Total protein quantitation was performed spectrophotometrically using the bicinchoninic acid method  and kit produced by Pierce Biotechnologies (Rockford, IL). BSA was employed as a standard and absorbance at 562 nm was measured using the Smart Spec 3000 spectrophotometer (BioRad Laboratories, Hercules, CA). Each assay was replicated, and final results were averaged. Mean final measurements of total protein ranged from 50–350 µg across all samples.
2D SDS-PAGE was performed using the carrier ampholine isoelectric focusing method . Total protein sample load was 50 µg for gels intended for silver staining and image analysis (one per animal, three per experimental time point), and 225 µg for a series of replicate gels (one per experimental time point) intended for Coomassie blue staining and spot excision. Isoelectric focusing was performed in glass tubes (2.0 mm inner diameter) using 2.0% pH 3.5–10 ampholines (Amersham Pharmacia Biotech, Piscataway, NJ) for 9600 Vh.

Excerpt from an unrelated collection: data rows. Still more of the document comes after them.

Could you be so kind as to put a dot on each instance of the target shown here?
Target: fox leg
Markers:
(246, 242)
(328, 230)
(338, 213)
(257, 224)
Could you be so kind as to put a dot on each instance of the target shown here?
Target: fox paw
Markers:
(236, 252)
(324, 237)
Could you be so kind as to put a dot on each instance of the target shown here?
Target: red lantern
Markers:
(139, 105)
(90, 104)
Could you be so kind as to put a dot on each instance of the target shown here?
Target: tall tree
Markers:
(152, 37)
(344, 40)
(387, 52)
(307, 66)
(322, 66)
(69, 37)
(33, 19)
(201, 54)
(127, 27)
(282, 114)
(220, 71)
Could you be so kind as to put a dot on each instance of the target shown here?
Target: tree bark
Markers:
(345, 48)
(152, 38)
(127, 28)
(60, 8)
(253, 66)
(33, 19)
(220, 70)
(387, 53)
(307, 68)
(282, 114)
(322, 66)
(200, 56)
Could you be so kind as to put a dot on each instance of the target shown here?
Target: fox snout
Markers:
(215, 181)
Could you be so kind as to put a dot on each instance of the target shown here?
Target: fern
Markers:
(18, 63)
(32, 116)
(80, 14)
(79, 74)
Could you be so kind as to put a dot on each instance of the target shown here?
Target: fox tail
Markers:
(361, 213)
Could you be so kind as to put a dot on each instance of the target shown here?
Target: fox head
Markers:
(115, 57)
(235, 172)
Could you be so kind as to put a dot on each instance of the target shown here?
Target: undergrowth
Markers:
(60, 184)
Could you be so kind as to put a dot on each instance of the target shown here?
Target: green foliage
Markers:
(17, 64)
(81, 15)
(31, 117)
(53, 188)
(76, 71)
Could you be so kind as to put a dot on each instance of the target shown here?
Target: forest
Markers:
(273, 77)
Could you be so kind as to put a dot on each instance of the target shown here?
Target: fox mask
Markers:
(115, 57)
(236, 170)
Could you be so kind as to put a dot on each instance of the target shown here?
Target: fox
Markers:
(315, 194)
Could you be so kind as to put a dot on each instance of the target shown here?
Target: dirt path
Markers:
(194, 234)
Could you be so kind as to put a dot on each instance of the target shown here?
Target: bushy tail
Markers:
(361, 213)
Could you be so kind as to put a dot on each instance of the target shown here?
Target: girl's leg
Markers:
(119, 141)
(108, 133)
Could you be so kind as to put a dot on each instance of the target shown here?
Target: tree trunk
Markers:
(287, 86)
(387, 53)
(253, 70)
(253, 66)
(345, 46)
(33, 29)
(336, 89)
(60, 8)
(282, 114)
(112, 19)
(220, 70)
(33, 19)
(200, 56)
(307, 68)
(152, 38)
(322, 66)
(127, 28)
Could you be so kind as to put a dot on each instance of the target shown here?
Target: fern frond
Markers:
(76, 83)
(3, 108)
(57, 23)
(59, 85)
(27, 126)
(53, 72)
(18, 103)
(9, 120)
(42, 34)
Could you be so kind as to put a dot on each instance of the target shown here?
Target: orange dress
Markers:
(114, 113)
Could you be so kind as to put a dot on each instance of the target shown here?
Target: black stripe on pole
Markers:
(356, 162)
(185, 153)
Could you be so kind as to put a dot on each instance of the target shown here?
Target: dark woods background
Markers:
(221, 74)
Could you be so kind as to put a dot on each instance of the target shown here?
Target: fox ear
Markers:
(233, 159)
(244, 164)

After equilibrium for 10 min in buffer (10% glycerol, 50 mM dithiothreitol, 2.3% SDS and 0.0625 M Tris; pH 6.8), each tube gel was sealed to the top of a stacking gel above a 7.5 mm thick 10% acrylamide slab gel. SDS slab gel electrophoresis was performed for approximately 4 hrs using 12.5 mA/gel. Six proteins (Sigma, St. Louis, MO) were added to the agarose used to seal the tube gel to the slab gel, as MW standards: Myosin (220 kDa), phosphorylase A (94 kDa), catalase (60 kDa), actin (43 kDa), carbonic anhydrase (29 kDa) and lysozyme (14 kDa). These standards appear along the basic edge of each gel. The gels were either silver  or Coomassie blue stained. Gels were dried between cellophane paper.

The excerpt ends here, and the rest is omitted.